Crude oil futures have risen higher over the past few weeks, resisting the usual trend of profit-taking before the Christmas holidays. At Friday’s session, WTI traded as high as $ 49.20 with Brent crude oil, quoted at $ 52.40, levels they last reached in February before the oil price crash.
Of course, the biggest question for most traders at this point is whether this rally has the legs to continue during the festive season and even beyond.
On a purely technical basis, crude oil has reached a higher high on the weekly list since April. The latest high occurred on December 10, with the following expected around the psychological $ 50 level on NYMEX futures. The next technical resistance levels are mid-February of $ 54.50 as well as the 2020 high of $ 65.65.
The benchmark for oil and gas, SPDR Energy Choice Fund (XLE), has increased by 12% over the past 30 days compared to a 4% profit from the S&P 500.
Here are three key reasons why we should stay on top of the oil market.
# 1. Covid-19 vaccines A major reason why the energy sector has performed best in recent weeks is a flurry of potential Covid-19 vaccines become available.
The deployment of the Pfizer-BioNTech mRNA-based vaccine BNT162b2 kicked off in the United States last week. The vaccine reached long-term care facilities a few days ago Walgreens wants to expand the program to nearly 3 million residents and staff at 35,000 long-term care facilities. So far, just two people Serious allergic reactions to the vaccine were reportedly reported, both middle-aged health workers. However, health experts have encouraged that the vaccine is still safe for the general public. Related: Oil, gas fields increase for the fifth week in a row
The vaccine track so far suggests that the majority of the American public probably received the vaccine by the end of February, better than the one-third of the population target projected by Dr Moncef Slaoui, head of Operation Warp Speed, earlier.
Meanwhile, the EU will launch its vaccination program on 27 December 2020. A few days ago Moderna Inc. announced that the European Commission exercised its option to acquire an additional 80 million of its COVID-19 vaccine candidate, and extended the company’s total order commitment to 160 million doses.
The early success of the deployment programs has brought much optimism to the oil markets, even conservatively. BP Plc (NYSE: BP) with earlier predictions that we might pass peak oil, the company has now said demand for oil may not peak until around 2030.
# 2. Stimulus package After all the predictions of doom and gloom, the world economy seems to be recovering from the devastating pandemic a faster than expected clip. Indeed, a handful of sectors of the US and other economies have actually fallen back to pre-crisis activity levels. An important reason for the rapid recovery: unprecedented stimulus packages.
Shortly after the World Health Organization (WHO) declared Covid-19 a global pandemic, governments everywhere unveiled massive monetary and fiscal stimuli (more than $ 15 tons worldwide) in an effort to prevent an economic downturn. The U.S. federal government has stepped in with a wide range of measures, including a $ 2.3 billion package designed to support financial markets, state and local governments, employers and households.
Congress leaders finally reached an agreement on Sunday on another $ 900 billion aid package after succeeding in avoiding a government shutdown on Friday by pass a two-day extension of funding that agencies kept going on Sunday night. Congress voted Monday night on the new stimulus and it passed.
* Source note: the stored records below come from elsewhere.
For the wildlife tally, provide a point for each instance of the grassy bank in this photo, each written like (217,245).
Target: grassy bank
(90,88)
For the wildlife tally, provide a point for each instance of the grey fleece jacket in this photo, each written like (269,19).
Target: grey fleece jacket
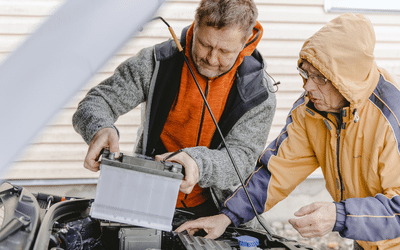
(132,84)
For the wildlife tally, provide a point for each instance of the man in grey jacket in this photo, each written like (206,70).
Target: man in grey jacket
(221,48)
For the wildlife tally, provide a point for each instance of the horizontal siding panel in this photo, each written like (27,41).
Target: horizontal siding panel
(50,170)
(62,152)
(10,42)
(67,135)
(19,25)
(29,8)
(130,118)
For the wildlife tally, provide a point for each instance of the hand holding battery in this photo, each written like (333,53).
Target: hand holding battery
(315,220)
(104,138)
(191,170)
(214,226)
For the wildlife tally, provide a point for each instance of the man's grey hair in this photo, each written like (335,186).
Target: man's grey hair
(228,13)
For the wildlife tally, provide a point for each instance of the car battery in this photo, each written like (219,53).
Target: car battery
(137,190)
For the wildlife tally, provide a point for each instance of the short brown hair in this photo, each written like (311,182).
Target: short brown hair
(228,13)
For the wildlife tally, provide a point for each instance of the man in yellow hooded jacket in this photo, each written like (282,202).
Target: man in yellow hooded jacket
(348,123)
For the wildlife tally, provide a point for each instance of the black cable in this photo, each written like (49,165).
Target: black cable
(219,131)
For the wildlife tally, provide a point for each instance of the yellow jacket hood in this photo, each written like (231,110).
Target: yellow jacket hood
(343,51)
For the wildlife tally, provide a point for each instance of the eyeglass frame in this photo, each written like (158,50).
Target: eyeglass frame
(305,75)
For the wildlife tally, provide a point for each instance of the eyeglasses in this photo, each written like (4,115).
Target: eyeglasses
(320,80)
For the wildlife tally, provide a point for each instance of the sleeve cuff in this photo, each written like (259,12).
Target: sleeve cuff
(231,216)
(340,217)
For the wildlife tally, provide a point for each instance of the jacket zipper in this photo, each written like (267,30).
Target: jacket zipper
(202,114)
(337,160)
(339,183)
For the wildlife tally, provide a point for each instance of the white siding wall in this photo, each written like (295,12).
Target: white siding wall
(58,152)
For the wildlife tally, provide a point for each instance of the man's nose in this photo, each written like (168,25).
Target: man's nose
(212,57)
(309,85)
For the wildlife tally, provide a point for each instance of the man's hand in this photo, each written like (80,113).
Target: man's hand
(191,170)
(106,137)
(317,219)
(214,226)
Related: The biggest energy bill in a decade has just been passed
A cross-section of analysts has warned that the generous packages could return to bite the market. New York Times bestselling author and founder of ‘The Bear Traps Report’ Lawrence ‘Larry’ McDonald warned about the ‘cobra effect’ whereby the stimuli designed to save the economy would rather … ‘causing a hyperinflationary economic collapse.”
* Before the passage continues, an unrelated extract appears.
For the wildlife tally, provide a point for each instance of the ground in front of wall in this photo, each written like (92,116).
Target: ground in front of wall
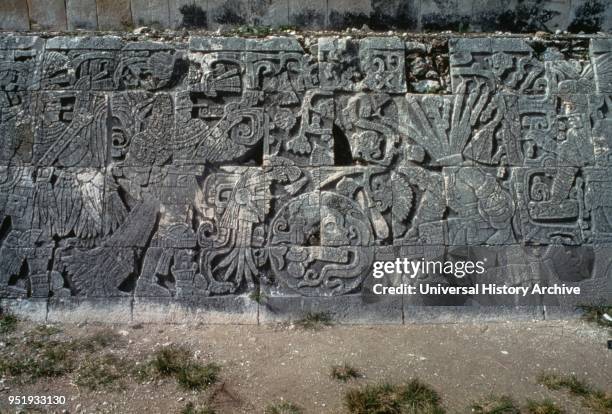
(287,368)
Nevertheless, the government’s stimulus has proven to be an effective tool, at least in the short term.
# 3. OPEC + Agreement
Two weeks ago, OPEC + members met to discuss future production plans with the current production cuts that would expire at the end of the year.
The bulls hoped that the oil-producing cartel would extend the current production cuts of 7.7 million barrels per day by at least another three months. Instead, they received quite a shock after OPEC + announced that production would increase by 500,000 barrels per day from January, effectively reducing total production cuts at the beginning of 2021 to 7.2 million bpd.
Surprisingly, oil prices have continued to rise since the announcement after an initial decline. One energy analyst explains why:
‘500,000 bpd from January is not the nightmare scenario the market has feared, but it is not what was really expected weeks ago. Markets are now responding positively and prices are showing a slight increase as 500,000 extra stocks are not lethal to balances, ”Said Paola Rodriguez Masiu, senior analyst at the oil market.
In other words, the market is happy that the organization with 23 members appears to be with its production.
Another encouraging sign: the leading protagonists, Saudi Arabia and Russia, appear to be reading from the same page this time.
With the hard lessons of the oil price crash in April still fresh in his mind, it is unlikely that OPEC + will soon return to meaningless market share and price wars and thus be able to refuel the market.